Ramadan Seminggu Lagi, Ini Tips Psikolog Bagi Orang Tua Mengenalkan Puasa pada Anak
Ilustrasi anak-anak buka puasa Ramadan.

INILAHKORAN, Bandung - Bulan Ramadan kini tinggal menghitung hari di mana minggu depan umat muslim di seluruh dunia mulai berpuasa.

Tidak hanya orang tua yang menantikan momen ini agar anak-anaknya bisa belajar berpuasa, sang anak juga biasanya antusias ingin mencoba puasa.

Akan tetapi, perlu dicatat bahwa pengenalan puasa di bulan Ramadan harus disesuikan dengan perkembangan dan usia sang anak.

Hal tersebut agar menjadikan pengalaman berpuasa di bulan Ramadan menjali hal positif dan anak tidak merasakan tertekan.

Dikutip dari laman Antara, Psikolog klinis anak dan remaja, Mariska Johana H, M.Psi., dari Universitas Padjadjaran menekankan pentingnya melihat puasa sebagai proses perkembangan.

orang tua harus melihat perkembangan sang anak saat mengajarkan proses puasa bukan sekadar pengajaran aturan.

puasa dapat dikenalkan sebagai latihan menunda keinginan, sarana membangun regulasi emosi, serta ibadah yang memiliki nilai spiritual dan manfaat kesehatan," jelas Mariska. 

Dia melanjutkan, "Ketiga aspek ini saling terkait dan perlu dijelaskan secara bertahap sesuai usia anak."

Mengajarkan puasa Ramadan Sesuai usia anak

1. Pada usia anak tiga hingga enam tahun, anak masih berpikir konkret dan sangat dipengaruhi pengalaman emosional mereka.

berpuasa si bulan Ramadan dipahami sebagai latihan menunggu dan belajar sabar, bukan kewajiban penuh.

anak usia prasekolah ini diajak orang tua untum mengenali rasa lapar sebagai sensasi yang datang dan pergi.

anak-anak di usia ini juga bisa belajar bahwa tidak semua keinginan mereka harus langsung dipenuhi oleh orang tua.

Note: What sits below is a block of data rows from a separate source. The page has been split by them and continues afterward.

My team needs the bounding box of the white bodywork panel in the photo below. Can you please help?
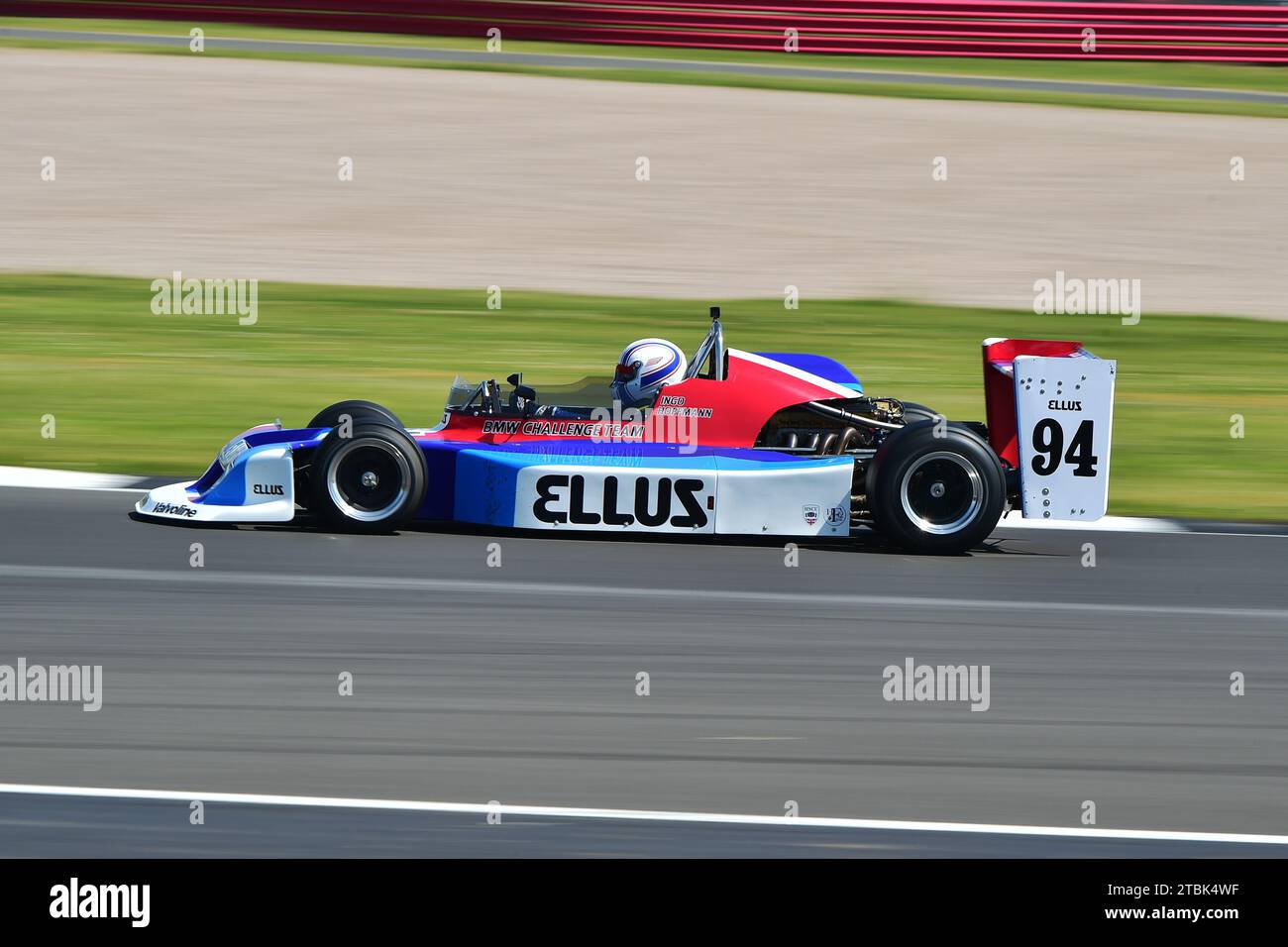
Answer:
[134,445,295,523]
[514,459,854,536]
[1015,355,1118,519]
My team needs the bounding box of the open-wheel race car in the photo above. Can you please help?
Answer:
[136,308,1116,553]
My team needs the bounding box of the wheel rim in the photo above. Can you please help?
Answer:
[326,437,411,523]
[899,451,984,536]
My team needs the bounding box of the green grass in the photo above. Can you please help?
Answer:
[0,274,1288,519]
[10,17,1288,119]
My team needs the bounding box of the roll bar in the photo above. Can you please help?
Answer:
[684,305,724,381]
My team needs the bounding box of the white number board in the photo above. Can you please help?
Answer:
[1015,356,1118,519]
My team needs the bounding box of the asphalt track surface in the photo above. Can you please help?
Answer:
[10,27,1288,104]
[0,488,1288,857]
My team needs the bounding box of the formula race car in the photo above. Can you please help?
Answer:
[137,308,1116,553]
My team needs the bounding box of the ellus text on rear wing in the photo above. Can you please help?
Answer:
[984,339,1118,519]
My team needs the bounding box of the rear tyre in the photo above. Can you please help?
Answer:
[309,421,429,532]
[309,401,403,428]
[867,420,1006,556]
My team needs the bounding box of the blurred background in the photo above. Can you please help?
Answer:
[0,0,1288,519]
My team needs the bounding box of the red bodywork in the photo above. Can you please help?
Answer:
[420,349,858,447]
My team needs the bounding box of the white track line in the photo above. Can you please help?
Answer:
[0,784,1288,845]
[0,467,139,489]
[0,565,1288,621]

2. Pada usia tujuh hingga sembilan tahun, anak mulai memahami hubungan sebab dan akibat mengapa mereka harus menjalankan ibadah puasa.

anak-anak dapat memahami puasa sebagai latihan mengendalikan diri sekaligus ibadah yang bernilai pahala.

Dari hal ini orang tua bisa mengajarkan anak cara menahan emosi, memperbaiki sikap hingga menunjukan cara memperbanyak kebaikan.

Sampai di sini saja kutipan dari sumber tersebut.